Cagiva C589 Racer
With Phil Aynsley
The Cagiva brothers began their quest for 500cc World Championship glory in 1978 with a modified RG500 Suzuki as the base machine. This was followed at the final race of the 1980 season with the C1 – a bike built around a much modified Yamaha TZ500 motor.
It wasn’t until 1981 that a completely in-house design appeared, the 2C2. It featured a transverse four-cylinder motor (outside cylinders reversed) with four disc-valves mounted above the gearbox and driven by toothed belts.
1982 saw the troublesome straight four dropped mid season for a new square-four design and resulted the team’s first top ten finish – by Jon Ekerold at Hockenheim.
1985 saw the introduction of Cagiva’s first V4 design in the C10. The 90 degree motor used twin crankshafts and was housed in a frame similar to the Yamaha’s Deltabox. The V-angle was reduced to 58 degrees for 1987’s C587 which enabled the whole bike to be more compact. Didier De Radigues scored a fourth place finish in the Brazilian GP.
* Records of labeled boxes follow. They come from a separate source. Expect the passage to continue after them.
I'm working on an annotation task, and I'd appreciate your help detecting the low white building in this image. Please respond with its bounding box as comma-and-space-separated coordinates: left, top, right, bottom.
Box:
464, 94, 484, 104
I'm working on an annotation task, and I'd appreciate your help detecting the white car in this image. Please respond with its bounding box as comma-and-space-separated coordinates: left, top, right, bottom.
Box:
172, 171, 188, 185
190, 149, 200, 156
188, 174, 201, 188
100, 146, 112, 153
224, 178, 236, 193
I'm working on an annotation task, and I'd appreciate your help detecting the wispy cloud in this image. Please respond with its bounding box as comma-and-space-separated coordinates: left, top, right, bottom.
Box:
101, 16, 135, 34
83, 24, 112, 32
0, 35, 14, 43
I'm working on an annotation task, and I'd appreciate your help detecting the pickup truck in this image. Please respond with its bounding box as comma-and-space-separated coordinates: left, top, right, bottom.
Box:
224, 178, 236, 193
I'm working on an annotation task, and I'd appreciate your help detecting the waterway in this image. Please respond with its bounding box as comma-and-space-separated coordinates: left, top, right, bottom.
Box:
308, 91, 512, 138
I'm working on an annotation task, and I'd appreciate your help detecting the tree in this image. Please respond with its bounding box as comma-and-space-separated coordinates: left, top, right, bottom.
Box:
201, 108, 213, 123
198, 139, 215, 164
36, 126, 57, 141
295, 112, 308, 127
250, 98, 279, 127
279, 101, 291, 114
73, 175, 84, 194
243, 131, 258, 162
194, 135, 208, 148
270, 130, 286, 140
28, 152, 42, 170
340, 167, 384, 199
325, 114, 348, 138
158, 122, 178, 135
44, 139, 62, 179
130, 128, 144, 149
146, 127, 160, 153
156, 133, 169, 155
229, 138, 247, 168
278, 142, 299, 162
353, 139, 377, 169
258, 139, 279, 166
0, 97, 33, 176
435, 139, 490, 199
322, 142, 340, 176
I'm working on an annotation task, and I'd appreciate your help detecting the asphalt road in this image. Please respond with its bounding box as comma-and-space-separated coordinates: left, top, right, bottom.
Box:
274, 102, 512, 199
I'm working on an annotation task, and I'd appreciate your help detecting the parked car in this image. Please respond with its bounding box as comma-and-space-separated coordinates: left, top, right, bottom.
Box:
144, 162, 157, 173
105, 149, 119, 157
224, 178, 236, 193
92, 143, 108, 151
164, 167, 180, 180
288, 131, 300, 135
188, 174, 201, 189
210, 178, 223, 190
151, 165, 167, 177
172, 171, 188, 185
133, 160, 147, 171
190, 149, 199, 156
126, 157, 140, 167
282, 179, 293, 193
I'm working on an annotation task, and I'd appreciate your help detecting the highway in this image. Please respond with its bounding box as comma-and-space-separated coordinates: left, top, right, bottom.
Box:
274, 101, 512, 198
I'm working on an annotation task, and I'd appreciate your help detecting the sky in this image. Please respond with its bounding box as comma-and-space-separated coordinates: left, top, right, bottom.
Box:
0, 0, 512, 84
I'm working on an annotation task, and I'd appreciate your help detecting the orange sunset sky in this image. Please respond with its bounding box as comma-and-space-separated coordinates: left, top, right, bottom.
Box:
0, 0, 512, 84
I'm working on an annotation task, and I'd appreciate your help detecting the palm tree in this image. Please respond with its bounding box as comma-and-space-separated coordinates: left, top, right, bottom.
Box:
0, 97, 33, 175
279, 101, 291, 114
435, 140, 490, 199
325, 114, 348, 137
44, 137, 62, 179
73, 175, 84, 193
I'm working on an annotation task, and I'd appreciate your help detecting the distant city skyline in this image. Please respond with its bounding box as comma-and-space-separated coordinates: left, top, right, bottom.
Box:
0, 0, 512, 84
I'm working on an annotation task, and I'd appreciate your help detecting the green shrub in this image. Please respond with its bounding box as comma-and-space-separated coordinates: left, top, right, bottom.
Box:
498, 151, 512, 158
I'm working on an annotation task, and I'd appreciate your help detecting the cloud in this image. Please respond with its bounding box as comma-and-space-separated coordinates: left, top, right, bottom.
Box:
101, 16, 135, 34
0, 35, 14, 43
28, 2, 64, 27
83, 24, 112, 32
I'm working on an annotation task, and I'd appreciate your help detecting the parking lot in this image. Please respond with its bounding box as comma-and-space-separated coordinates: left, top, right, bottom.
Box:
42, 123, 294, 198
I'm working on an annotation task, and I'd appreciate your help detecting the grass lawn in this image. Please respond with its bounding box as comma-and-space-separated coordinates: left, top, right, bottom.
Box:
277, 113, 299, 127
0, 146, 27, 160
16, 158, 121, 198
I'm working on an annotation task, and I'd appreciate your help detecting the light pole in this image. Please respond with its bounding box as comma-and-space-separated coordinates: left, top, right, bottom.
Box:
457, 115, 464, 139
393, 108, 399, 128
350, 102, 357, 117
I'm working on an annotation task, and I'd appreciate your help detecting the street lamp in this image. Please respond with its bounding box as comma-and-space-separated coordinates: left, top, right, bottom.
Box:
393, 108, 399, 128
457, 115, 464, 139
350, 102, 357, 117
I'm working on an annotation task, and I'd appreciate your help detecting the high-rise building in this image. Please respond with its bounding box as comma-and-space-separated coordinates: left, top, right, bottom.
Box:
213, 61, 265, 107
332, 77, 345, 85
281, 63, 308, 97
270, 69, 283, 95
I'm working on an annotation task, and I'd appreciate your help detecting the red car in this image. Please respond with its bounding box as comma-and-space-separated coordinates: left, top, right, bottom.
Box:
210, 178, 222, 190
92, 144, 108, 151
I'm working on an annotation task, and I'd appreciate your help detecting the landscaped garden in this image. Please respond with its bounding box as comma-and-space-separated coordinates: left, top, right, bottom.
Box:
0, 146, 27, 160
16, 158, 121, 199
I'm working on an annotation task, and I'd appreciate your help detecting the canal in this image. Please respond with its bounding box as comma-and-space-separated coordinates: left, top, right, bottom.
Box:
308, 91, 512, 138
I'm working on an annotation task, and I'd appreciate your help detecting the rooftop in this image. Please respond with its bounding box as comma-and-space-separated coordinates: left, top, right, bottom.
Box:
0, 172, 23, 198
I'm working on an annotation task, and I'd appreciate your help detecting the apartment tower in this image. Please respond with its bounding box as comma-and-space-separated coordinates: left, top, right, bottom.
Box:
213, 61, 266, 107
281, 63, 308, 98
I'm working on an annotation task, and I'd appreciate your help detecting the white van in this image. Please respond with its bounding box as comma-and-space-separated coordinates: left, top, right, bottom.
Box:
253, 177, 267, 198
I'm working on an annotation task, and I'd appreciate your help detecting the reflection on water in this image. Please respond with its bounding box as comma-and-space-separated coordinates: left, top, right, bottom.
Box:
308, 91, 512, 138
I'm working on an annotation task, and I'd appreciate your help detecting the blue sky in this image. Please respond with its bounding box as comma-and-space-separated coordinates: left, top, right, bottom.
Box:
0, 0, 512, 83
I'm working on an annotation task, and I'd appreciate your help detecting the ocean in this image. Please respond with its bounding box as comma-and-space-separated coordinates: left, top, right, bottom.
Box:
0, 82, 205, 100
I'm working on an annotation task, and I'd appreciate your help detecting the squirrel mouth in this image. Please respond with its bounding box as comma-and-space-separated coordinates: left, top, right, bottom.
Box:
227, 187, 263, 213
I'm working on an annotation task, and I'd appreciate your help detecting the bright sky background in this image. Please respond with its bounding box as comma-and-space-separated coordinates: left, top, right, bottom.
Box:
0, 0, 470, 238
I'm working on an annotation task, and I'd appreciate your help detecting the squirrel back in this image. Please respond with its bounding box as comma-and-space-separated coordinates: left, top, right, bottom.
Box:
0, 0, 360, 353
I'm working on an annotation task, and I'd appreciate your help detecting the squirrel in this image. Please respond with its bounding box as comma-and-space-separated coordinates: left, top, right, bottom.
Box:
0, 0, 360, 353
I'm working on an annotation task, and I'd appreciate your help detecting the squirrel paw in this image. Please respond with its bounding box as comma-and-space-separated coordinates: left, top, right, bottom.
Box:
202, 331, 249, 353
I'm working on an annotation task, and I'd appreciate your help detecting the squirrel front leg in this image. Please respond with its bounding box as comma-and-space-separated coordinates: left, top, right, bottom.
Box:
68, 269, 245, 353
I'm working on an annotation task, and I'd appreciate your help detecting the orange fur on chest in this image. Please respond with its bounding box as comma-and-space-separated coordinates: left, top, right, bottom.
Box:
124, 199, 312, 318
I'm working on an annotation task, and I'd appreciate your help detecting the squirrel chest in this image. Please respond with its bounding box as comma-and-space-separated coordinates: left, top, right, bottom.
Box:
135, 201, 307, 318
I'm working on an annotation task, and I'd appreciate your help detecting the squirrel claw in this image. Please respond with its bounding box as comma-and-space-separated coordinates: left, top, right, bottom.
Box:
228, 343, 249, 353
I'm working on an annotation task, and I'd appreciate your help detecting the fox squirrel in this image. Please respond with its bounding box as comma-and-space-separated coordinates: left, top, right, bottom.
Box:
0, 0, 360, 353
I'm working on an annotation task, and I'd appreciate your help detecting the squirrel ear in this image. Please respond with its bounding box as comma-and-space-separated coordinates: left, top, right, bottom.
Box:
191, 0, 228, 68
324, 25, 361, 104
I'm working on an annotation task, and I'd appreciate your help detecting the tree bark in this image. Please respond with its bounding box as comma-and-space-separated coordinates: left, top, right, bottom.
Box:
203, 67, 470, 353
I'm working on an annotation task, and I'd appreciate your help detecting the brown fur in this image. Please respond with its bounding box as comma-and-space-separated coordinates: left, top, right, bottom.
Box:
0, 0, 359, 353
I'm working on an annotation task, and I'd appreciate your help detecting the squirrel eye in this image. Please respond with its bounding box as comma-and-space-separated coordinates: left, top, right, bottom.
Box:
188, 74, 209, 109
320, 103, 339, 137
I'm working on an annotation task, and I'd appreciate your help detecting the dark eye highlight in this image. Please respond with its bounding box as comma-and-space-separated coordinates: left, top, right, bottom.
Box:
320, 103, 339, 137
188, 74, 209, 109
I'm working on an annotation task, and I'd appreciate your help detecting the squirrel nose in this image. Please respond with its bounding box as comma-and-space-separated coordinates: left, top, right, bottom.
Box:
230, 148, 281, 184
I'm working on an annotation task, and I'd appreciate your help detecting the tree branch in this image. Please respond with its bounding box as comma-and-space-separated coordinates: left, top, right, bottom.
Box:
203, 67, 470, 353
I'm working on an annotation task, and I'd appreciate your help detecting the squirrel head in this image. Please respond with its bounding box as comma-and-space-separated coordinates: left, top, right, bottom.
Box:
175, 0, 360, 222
The team’s first podium came in 1988 with the C588 at Spa with Randy Mamola. He also had three other top ten places. The bike featured a ‘banana’ swingarm together with a stronger frame, more compact motor and a new ‘one piece’ bodywork design by Massimo Tamburini.
The C589 seen here continued with Tamburini’s sealed bodywork (foreshadowed by his Ducati Paso design), but the chassis employed a horizontal rear shock absorber layout which proved to be a mistake as it compromised both the steering geometry and weight distribution making it difficult for the riders to get the motor’s higher power output to the ground.
As a result Mamola finished the season in 18th and spent most of the season pulling spectacular wheelies to entertain the crowd (his best result was seventh in Yugoslavia).
The Cagiva C589 had a dry weight of 122kg and made 150hp at 12,000rpm.